Ancestral Roofs

"In Praise of Older Buildings"

Wednesday, December 17, 2014

North Country Fair

Last fall (how long ago it now seems) I took the road less travelled along Central and North Frontenac county roads, following my nose for old buildings and stories.

This area is part of the well-known settlement story, of the tantalizing promises of the Colonization Roads which led immigrants hungry for land of their own, and a future, to break their hearts on the stony ground of the country north of today's Highway 7.

The story is usually told by the structures still standing...a tumbledown log house attests to the reality - the farm may have provided a small living for a large family, but there were never the resources to build that next house of frame or stone of which the settler dreamed.

Nevertheless, there were a number of fine farms and well-maintained homes and properties, attesting to the fickle nature of geology - they were the birthright of  folks whose land grant fell onto a band of good soil, which was all one needed - that and good health, extraordinary luck, and strong sons. Sounds Biblical.

so few general stores now

These are a few of the lovely places I visited - I don't know their story, but they have stories to tell.

 There's a terrific history of Frontenac County, published a number of years ago, titled County of a Thousand Lakes: The History of the County of Frontanac 1673 - 1973, published in 1982. Not surprisingly, it's a large volume; I've borrowed it twice through BPL's most obliging inter-library loan department, and still haven't made it all the way through.
resourceful sign-maker
So much more to see and learn about. Questions tumble out. Is there a desert in Desert Lake? When did cottages start to grow into monster-homes on the lake?

 Why are the stone buildings of Harrowsmith striped? Where did the old cabin resorts go? Can I find that great twisty road north of Sydenham again?

When did folks stop going to church here? What destroyed these small communities? Who are the folks who live here today?
thanks to Vintage Kingston FB

So many stories to tell.

There may just be a new book of Frontenac County history (from the ground up) coming soon. Stay tuned.

For now, a few photos to take me back to the back roads and communities of Frontenac- and hopefully entice you to go too.


  1. All those sights... all that history... and a beautiful day to boot. Looks like another lovely area to explore.

  2. Hello, I enjoy your blog and photos very much. Can you please tell me how I can find topics on your blog? I cannot seem to find a way to get to a particular topic. On the right there are photos of buildings, with descriptions, but clicking on a photo does not take me to its page. If I type, "Gothic revival with snowdrops" in the Search field at the upper-left, I cannot find anything about that topic. I see the archives, but apart from going through each month, I'm wondering if there is a quicker way to look at the contents. Many thanks.

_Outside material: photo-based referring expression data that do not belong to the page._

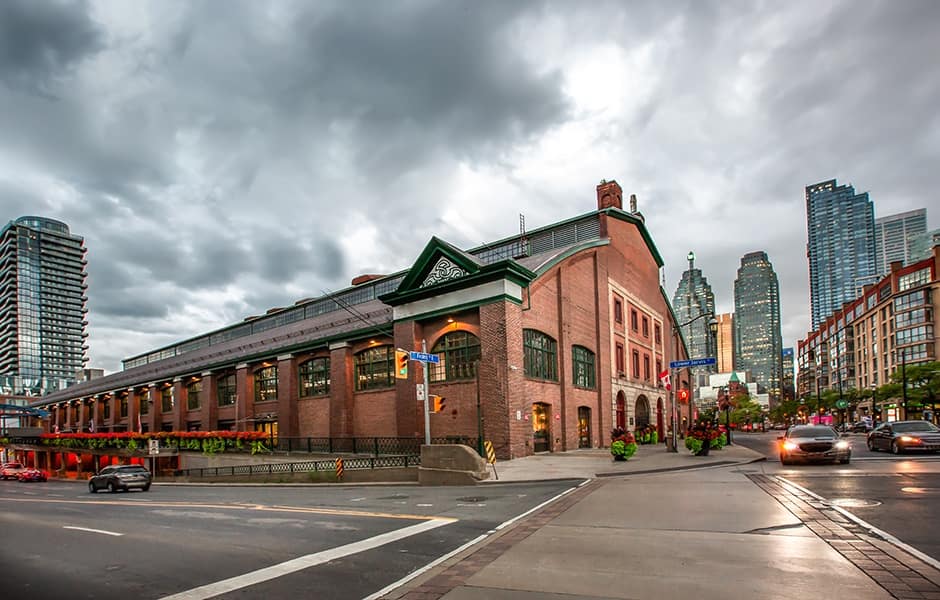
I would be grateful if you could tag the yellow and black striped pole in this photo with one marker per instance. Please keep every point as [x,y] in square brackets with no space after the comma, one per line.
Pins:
[491,456]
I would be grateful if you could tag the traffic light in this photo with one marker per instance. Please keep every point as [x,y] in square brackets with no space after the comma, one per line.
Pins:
[401,364]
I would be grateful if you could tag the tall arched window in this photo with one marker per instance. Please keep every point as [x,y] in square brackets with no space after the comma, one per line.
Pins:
[375,368]
[540,355]
[582,361]
[458,351]
[315,377]
[266,384]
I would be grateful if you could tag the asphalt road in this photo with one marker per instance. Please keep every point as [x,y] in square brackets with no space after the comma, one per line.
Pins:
[59,541]
[899,495]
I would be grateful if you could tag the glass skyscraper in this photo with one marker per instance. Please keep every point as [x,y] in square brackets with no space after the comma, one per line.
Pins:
[694,305]
[893,237]
[840,228]
[42,306]
[758,345]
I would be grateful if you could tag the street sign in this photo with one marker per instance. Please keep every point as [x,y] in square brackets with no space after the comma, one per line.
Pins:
[695,362]
[425,357]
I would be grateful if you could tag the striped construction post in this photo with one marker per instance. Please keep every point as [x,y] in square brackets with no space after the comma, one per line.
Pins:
[491,456]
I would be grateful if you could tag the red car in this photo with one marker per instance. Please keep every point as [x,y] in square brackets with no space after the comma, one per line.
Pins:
[31,475]
[11,470]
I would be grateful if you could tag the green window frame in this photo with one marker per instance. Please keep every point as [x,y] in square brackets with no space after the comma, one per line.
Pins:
[375,368]
[193,393]
[266,384]
[315,377]
[459,352]
[583,370]
[226,390]
[540,355]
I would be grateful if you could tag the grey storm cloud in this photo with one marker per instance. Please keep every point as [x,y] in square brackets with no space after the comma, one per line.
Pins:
[225,157]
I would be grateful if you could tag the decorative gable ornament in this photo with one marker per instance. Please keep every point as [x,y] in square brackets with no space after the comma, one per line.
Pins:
[444,270]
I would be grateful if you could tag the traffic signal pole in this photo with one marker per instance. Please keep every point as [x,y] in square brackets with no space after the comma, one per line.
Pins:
[427,396]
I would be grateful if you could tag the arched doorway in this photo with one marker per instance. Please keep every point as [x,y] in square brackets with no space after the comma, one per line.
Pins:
[584,427]
[621,416]
[642,412]
[541,430]
[660,421]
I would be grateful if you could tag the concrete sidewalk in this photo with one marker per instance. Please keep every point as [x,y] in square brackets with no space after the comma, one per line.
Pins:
[654,527]
[597,462]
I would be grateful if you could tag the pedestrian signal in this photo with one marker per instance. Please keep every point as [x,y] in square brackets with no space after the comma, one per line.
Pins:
[401,364]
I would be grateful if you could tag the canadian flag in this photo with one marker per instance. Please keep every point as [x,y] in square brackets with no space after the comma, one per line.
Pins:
[664,377]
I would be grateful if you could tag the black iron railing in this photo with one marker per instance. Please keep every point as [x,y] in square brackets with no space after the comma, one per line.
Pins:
[309,466]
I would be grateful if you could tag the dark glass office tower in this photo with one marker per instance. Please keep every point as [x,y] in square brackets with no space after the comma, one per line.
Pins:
[841,246]
[42,306]
[758,345]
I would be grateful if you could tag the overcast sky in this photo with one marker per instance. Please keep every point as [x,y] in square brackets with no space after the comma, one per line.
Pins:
[222,158]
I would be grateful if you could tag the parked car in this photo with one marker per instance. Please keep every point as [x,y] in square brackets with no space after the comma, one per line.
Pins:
[32,475]
[903,436]
[120,477]
[812,443]
[11,470]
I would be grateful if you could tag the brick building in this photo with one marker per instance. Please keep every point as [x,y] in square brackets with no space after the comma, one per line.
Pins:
[556,334]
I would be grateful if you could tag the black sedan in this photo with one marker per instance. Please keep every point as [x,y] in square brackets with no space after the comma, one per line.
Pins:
[813,443]
[120,477]
[902,436]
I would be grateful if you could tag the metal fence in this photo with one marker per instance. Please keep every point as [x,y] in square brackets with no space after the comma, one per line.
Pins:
[309,466]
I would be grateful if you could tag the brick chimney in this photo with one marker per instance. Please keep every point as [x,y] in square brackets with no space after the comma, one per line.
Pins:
[609,195]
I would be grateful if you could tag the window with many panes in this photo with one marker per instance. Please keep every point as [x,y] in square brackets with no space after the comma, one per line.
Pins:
[266,384]
[539,355]
[458,352]
[226,390]
[582,361]
[315,377]
[375,368]
[193,391]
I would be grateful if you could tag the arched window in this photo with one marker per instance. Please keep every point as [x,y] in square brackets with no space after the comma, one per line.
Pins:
[375,368]
[225,389]
[458,351]
[266,384]
[315,377]
[539,355]
[582,361]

  3. Hello Brian. I think that search field works for more generic topics. I tried 'Toronto' and 'Gothic Revival' and got relevant posts. The wee photos at left are just a Blogger gallery, they don't link to posts. Does that help? Let me know what topic you're looking for, and I can maybe suggest some specific posts.

  4. The wee photos at the right, I should say! Thanks for visiting ancestralroofs.